Protestant presence: ethical variations, spiritual hold and abuse

Protestant presence ethical variations, influences and spiritual abuses

Morals, mores, ethics, deontology… with Ethical variations Présence Protestante puts at the center the questions which divide our society.

"If you died with Christ and were delivered from the spiritual forces of the world, why, as if you were living in the world, are these precepts imposed on you: Take not! taste not! touch not! precepts which all become pernicious by abuse, and which are founded only on the ordinances and doctrines of men? and contempt for the body, but they are without any merit and contribute to the satisfaction of the flesh." Colossians 2:20

Again, the Word of God couldn't be clearer. Much more than our minds anyway. In recent years, not a week goes by without denouncing the harassment, the influence, the abuse perpetrated by a boss, a journalist, a politician, a teacher, a priest, a pastor. “One”, rarely “one” for that matter…

Sexual abuse and its ravages have been brought to light in the Churches, especially in Catholic circles because Catholicism is numerically more developed in France. But Protestant circles are unfortunately not to be outdone, the figures, in absolute value, should not hide the reality.

And above all, this type of extreme violence should not obscure the different forms of abuse from which it stems: psychological or spiritual abuse almost systematically precedes sexual abuse. They are the harbingers of it; and they also very often have real and dramatic consequences at the individual and family level, in the Churches and more generally in society.

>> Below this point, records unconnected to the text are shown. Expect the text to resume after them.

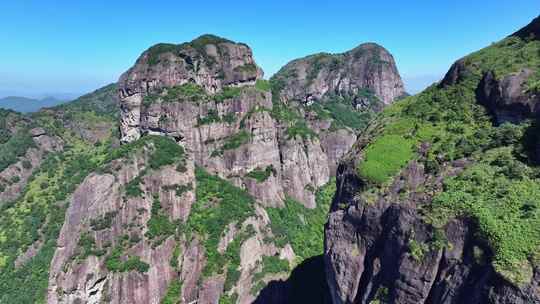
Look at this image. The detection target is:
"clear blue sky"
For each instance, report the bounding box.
[0,0,538,98]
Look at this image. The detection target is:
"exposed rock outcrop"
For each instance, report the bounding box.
[117,35,404,209]
[47,150,195,304]
[325,159,540,304]
[476,68,540,124]
[324,16,540,304]
[271,43,406,105]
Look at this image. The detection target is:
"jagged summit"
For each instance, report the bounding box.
[271,41,405,106]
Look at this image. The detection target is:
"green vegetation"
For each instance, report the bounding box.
[54,83,118,117]
[189,34,233,53]
[105,245,149,273]
[246,165,275,183]
[164,83,209,103]
[0,130,36,172]
[255,79,271,92]
[146,136,184,169]
[214,86,242,103]
[355,30,540,283]
[250,255,290,296]
[371,286,390,304]
[211,130,251,157]
[90,211,117,231]
[408,238,429,262]
[163,183,193,197]
[359,134,415,184]
[170,245,181,269]
[266,179,335,260]
[182,167,255,277]
[147,43,179,65]
[76,232,106,260]
[0,140,108,303]
[197,109,221,125]
[0,133,182,302]
[146,34,234,66]
[146,196,177,245]
[197,109,237,126]
[271,102,317,141]
[464,35,540,83]
[125,175,144,197]
[219,293,239,304]
[22,160,32,169]
[305,53,341,83]
[143,83,210,105]
[310,91,379,131]
[143,83,248,106]
[430,148,540,283]
[254,255,290,281]
[161,280,182,304]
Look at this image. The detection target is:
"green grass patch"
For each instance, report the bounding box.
[358,134,415,184]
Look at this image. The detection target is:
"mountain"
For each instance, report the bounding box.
[271,42,406,105]
[3,16,538,304]
[0,96,68,113]
[0,33,404,304]
[324,16,540,304]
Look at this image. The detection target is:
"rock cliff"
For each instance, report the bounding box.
[0,33,406,303]
[271,43,406,106]
[117,35,404,209]
[325,16,540,304]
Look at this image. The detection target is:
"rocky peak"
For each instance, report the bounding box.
[118,34,263,99]
[118,34,264,143]
[271,42,405,106]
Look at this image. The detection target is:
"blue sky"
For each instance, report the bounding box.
[0,1,538,98]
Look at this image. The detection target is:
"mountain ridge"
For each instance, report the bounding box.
[1,16,539,304]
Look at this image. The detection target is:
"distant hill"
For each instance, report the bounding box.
[0,96,68,113]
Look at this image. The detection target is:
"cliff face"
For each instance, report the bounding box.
[118,35,263,143]
[0,33,405,303]
[37,35,405,304]
[117,35,404,210]
[324,16,540,304]
[271,43,406,106]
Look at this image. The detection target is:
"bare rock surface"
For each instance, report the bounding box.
[271,43,406,105]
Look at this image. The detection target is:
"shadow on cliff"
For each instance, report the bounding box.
[521,118,540,165]
[253,255,331,304]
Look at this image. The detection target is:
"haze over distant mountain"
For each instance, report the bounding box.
[0,96,69,113]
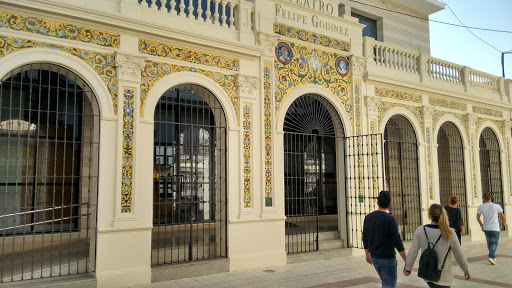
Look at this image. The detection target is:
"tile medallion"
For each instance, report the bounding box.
[273,23,350,52]
[0,35,118,113]
[121,88,135,213]
[429,97,467,111]
[264,61,273,207]
[243,104,252,208]
[139,39,239,71]
[472,106,503,118]
[0,11,119,48]
[140,60,238,121]
[375,87,422,103]
[274,40,352,128]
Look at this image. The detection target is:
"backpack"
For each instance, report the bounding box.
[417,226,451,282]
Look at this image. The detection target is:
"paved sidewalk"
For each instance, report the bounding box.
[133,235,512,288]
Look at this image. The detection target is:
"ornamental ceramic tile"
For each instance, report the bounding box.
[139,39,239,71]
[140,60,238,122]
[0,35,118,114]
[0,11,119,48]
[264,61,273,207]
[375,87,422,103]
[121,88,135,213]
[273,23,350,52]
[472,106,503,118]
[377,101,424,139]
[274,40,352,128]
[242,104,252,208]
[429,97,467,111]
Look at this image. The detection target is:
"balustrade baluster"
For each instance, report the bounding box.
[160,0,168,13]
[205,0,212,22]
[374,45,379,63]
[220,1,227,26]
[188,0,194,18]
[197,0,203,21]
[151,0,159,11]
[213,0,221,25]
[169,0,177,15]
[229,2,235,29]
[179,0,186,17]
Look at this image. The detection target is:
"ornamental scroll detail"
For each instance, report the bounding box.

So how can we explain and thwart the control mechanisms at work even in the churches? By what context are they reinforced or, on the contrary, defused? How to be vigilant without being conspiratorial? The drifts, when they are revealed, discredit everything and everyone, and sometimes carry away in their process of destruction, the message of the Gospel. Should we be silent? Is a true, beneficent and benevolent word possible?

In one of his messages, included in the show, Pastor Ivan Carluer (MLK) warns: "The manipulator is not the others", "the more your leadership will increase, the more you will be tempted".

And, let's believe it, by his career and his position, he knows what he's talking about! Power entails pride and pride the feeling of omnipotence. Let us therefore also pray that the pastors, those in charge of the assemblies and the missions will not allow themselves to be intoxicated by the position they occupy.

But, of course, let us pray and take care above all of the victims, bound by the chains of control. How do we allow ourselves to be fooled, cheated, abused? What about those who give beyond their means, their time? To the detriment of their families, of their health? How to alert them? How to make them realize the vices and abuse they suffer without flinching? And how to welcome them when they leave?

Breaking the vicious circle of power exercised by influence is not easy, when you are there, but also for loved ones, husband or wife, children who toast. 

"Behold, I am sending you like sheep among wolves. So be wise like serpents, and simple like doves." Matthew 10:16

Let's not be naive, but cautious as snakes, an animal best known, in the Bible anyway, for its cunning. And let's be simple as doves at the same time. Let us be those who show the right direction and accompany humanity out of the sin in which it is engulfed; let us be those who bring to Noah, locked in their arks, the branch of solid ground and of freedom with God.

There are ways to find peace. But they are demanding. Courage.

A program prepared by Claire Bernole and directed by Emmanuel Duchemin

With Jacques Poujol, pastor, psychologist and author of numerous books on the helping relationship, Edith Tartar Goddet, author of When human omnipotence invites itself into the Church (Olivétan), Céline Beraud, sociologist of religions at the Ecole de Hautes Etudes en Siences Sociales (EHESS) and author of French Catholicism put to the test by sexual scandals (Seuil).